Bieito has directed two operas at the National Theater this season, and this one opens as the flip side of the other (Schulhoff’s Flammen) – instead of an ominous black box, the set is a blindingly white box. Open grid panels covering the top and air vents and ladder rungs in the walls suggest a giant animal cage, an impression reinforced by the abstract staging. Characters occasionally interact, but mostly they stay far apart, singing to no one in particular, lurking in shadows and moving apparently at random. Kátya spends much of the first act literally bouncing off the walls, climbing the ladder rungs and then pacing back and forth, like a trapped animal looking for an escape.
In this sterile, claustrophobic atmosphere, there’s no opportunity for relationships to emerge or develop. Cardboard figures come and go, and eventually one can discern that the man who refuses to tell Kátya he loves her and beats her instead is her husband, and the woman who handles her roughly and throws her to the ground is her tyrannical mother-in-law. As Kátya and Boris, Alžběta Poláčková and Peter Berger manage to bring some genuine moments of warmth and affection to their illicit tryst, though even that ends with him taking her pinned up against the wall, like a captive butterfly. With human connections and sympathetic characters absent, there is little for the audience to identify with or care about, just a visceral depiction of a doomed woman.

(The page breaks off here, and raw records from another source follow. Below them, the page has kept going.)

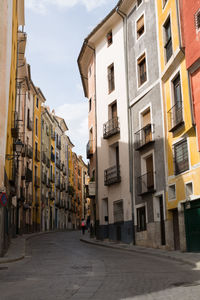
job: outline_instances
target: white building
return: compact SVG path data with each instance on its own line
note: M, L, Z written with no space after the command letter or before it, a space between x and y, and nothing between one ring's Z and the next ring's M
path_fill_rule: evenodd
M90 66L85 68L88 48L95 53L96 235L130 243L133 223L124 27L116 8L85 39L78 60L83 85L87 85L84 78L90 70Z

On that level, the production works very well. There are searing, indelible images at fraught moments – Kátya and Boris lit so they cast large silhouettes that put their secret assignation on vivid public display, and their final parting played out against a backlit swirl of curling mist. The third act offers a powerful invocation of the source material (Russian author Aleksandr Ostrovsky’s play The Storm), as the stage darkens and the rear wall slowly drops to become a large trough that fills with water. Kátya wades through it, imagining birds and flowers on her grave before plunging into the black pool amid a sudden burst of rain. After the stark white desert of the first two acts, the effect is stunning.